As can be seen from Fig. 15.9 , the error detection/correction circuit that yields the
worst resistance against the correlation-based DPA attacks is the one that uses the
Hamming correcting code. The only code that seems to be slightly more resistant
than the reference S-Box is the one based on complementary parity. We can therefore
state that when the adversary mounting a correlation-based DPA attack is aware of
the particular error correction code used, the added redundancy significantly helps
the adversary. Note that the ranking of the circuits in Fig. 15.9 is in agreement with
that reported in Sect. 15.4.3 . The information theory metric was computed using
all the points of the trace and assumes a strong adversary; thus it incorporates also
information which can not be exploited by the attack considered in this case.

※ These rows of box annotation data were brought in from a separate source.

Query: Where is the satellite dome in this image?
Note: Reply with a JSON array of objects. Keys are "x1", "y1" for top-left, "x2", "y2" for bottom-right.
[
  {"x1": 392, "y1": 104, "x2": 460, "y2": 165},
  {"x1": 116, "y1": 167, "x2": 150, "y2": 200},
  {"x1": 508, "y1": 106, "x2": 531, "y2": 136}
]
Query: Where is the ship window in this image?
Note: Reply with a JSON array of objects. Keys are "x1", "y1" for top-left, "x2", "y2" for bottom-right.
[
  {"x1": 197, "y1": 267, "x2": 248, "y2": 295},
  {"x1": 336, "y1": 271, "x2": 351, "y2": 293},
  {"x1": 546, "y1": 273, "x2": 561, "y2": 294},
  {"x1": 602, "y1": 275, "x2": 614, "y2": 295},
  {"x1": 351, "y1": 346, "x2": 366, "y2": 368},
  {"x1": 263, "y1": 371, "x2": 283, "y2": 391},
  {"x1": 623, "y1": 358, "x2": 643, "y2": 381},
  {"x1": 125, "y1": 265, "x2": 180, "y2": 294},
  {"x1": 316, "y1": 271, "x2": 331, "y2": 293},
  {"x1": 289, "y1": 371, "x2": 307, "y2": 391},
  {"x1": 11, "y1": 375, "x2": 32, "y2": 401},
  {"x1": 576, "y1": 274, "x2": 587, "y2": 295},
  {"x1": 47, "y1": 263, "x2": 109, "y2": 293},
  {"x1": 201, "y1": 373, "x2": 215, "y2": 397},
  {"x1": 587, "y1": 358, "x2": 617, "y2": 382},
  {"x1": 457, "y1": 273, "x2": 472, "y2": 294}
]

In contrast, as shown in Fig. 15.10 , when the presence of the particular error
detection/correction circuit is not known, the success rate of the reference S-box is
higher than all the others. This, however, does not mean that the presence of the check
bits can never help the attacker when he is unaware of them. The implementations that
include check bits still generate a large amount of information leakage, as indicated
by the information theory metric (and shown in Sect. 15.4.3 ), and it is possible that
different technological libraries or more sophisticated attacks can show a significant
improvement even when the presence of the code is unknown.